What follows is a descent into the immigrant underbelly of London. The exploration of a city that, as a policeman tells him, is now little more than a “patchwork of ghettos.” He explains:
“Right here is Peckham, you have the Africans, over in Whitechapel we have the Bengalis, further east from there we have the Pakistanis, and west from here in Brixton we have the Jamaicans. I could go on, and on, and on.”
But this policeman is no nativist racist. He is a Nigerian immigrant to London. And his story is the story of London in microcosm – one that Judah tells with exceptional skill and acuity. Arriving here in 1989 the policeman (he is only ever named as such) dreamt of being a businessman, of making money – “he thought he might become a millionaire, or even more: the next big one”. Six months later he was homeless and crying himself to sleep.
But this is London, the city where anything is possible. The policeman managed to find a job as kitchen hand scraping encrusted grease off cauldrons and serving drunken city boys. From there he became – via a stint in a laundry room – a valet in a Chelsea hotel, cleaning up guest-trashed rooms and calming violent prima donnas, under strict instruction to always meet every insult with silence. It was during this time that, perhaps unsurprisingly, “the valet-boy began to fantasize about handcuffing people”.
Then: his big break.

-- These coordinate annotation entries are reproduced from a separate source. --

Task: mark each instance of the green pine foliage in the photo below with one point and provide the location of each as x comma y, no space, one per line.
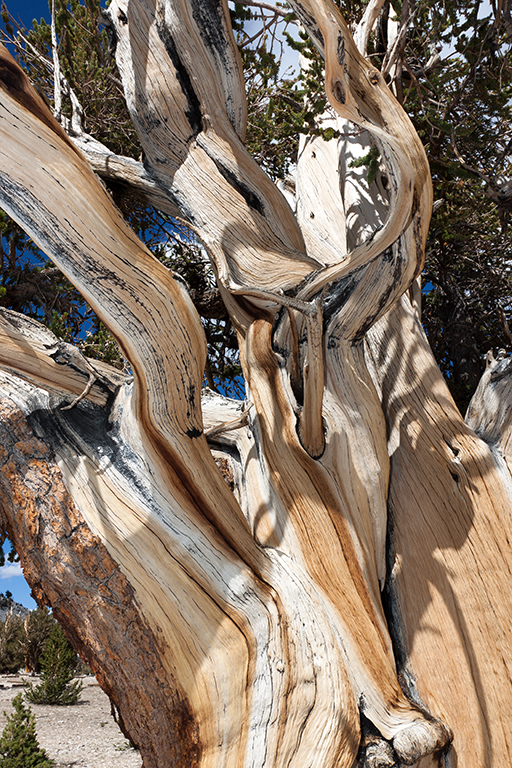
11,644
453,76
58,668
19,747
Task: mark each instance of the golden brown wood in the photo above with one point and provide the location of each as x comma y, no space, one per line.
251,543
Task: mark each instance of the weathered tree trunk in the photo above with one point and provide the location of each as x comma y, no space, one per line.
221,566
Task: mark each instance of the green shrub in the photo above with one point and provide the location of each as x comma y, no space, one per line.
58,667
18,744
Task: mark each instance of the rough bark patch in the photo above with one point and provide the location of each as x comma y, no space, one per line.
90,597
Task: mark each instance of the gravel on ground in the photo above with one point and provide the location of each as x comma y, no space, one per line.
82,735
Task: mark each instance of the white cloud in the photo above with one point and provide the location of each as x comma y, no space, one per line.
10,570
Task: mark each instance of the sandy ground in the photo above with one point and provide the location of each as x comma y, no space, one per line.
84,734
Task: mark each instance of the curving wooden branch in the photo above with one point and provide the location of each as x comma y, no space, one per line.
243,551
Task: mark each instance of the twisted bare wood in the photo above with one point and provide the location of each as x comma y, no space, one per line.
261,596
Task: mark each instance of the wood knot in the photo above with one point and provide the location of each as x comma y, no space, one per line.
338,91
10,76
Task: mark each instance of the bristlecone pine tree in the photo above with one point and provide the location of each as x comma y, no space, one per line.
58,668
344,598
19,747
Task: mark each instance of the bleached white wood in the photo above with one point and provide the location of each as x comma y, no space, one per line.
250,540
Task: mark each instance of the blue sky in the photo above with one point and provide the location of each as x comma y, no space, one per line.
11,575
27,10
12,580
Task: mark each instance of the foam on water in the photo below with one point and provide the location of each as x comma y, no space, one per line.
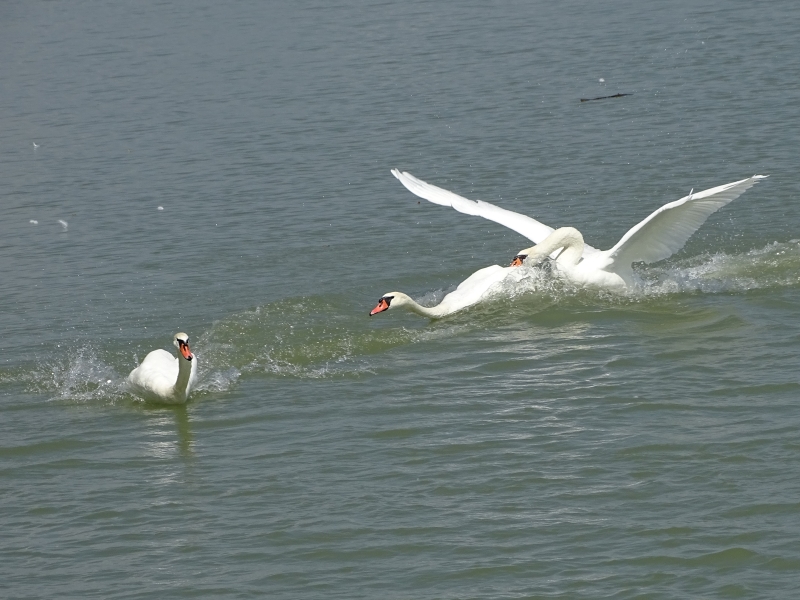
315,337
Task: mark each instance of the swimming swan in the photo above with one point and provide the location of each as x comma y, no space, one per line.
164,377
655,238
470,291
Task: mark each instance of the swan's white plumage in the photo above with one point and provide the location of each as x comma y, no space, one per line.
164,377
667,229
470,291
657,237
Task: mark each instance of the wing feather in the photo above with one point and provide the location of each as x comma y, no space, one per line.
524,225
667,229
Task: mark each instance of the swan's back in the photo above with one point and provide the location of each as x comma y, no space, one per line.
474,288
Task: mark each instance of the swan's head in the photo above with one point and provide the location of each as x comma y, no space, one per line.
518,260
391,300
383,304
181,342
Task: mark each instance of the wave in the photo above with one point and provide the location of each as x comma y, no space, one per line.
316,338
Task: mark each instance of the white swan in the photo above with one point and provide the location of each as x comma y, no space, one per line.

The police, he was told, were looking for black recruits and he applied, and applied. Eventually he made it. And so he said goodbye to saying good morning to dyspeptic drunks and exchanged the uniform of a valet for that of a policeman. “London can crush you,” he says, “Or London can transform you. You can rise up here.”
The book is built on stories like this and Judah weaves them together expertly to produce the clearest and most vivid picture of contemporary London written so far this century. It is a London where cityscape meets dreamscape as Judah enters the vertiginous world of Roma fiddlers and Bulgarian beggars and Polish builders that lies beneath the city’s gilded surface of Mayfair bars and boutique hotels.
And he meets them all: Prince, Bright Eyes, The Lawyer, The Fiddler, the men and women trying to survive on London’s streets, with their bad English and unyielding desperation, soaked in quiet suffering and immigrant demotic.
Judah’s reporter’s eye stores almost everything he sees – and what he sees he writes. He spits out rapid-fire sentences like a sten gun. The accretion of layer upon layer of detail brings London viscerally alive to the reader – the London that is all around us that we don’t see. But Judah sees it: From the African tube workers who rise before dawn to ease our passage into work to the eastern European prostitutes who limply congregate on the gloomy streets of Edmonton, he brings the faceless to the fore. In so doing he leads the reader to a final understanding of what London has become: a truly international city, whose very fabric has been altered by the peripatetic trends of globalisation.
Judah never judges; he merely records. He allows modern London to speak for itself – and the book is all the better for it. The overall result is a considerable work of literary non-fiction that is also of significant political and cultural importance. In this book, the reader will find the veneer of 21st century London stripped away to reveal its kaleidoscopic parts, and in Judah 21st century London has found a chronicler worthy of Orwell.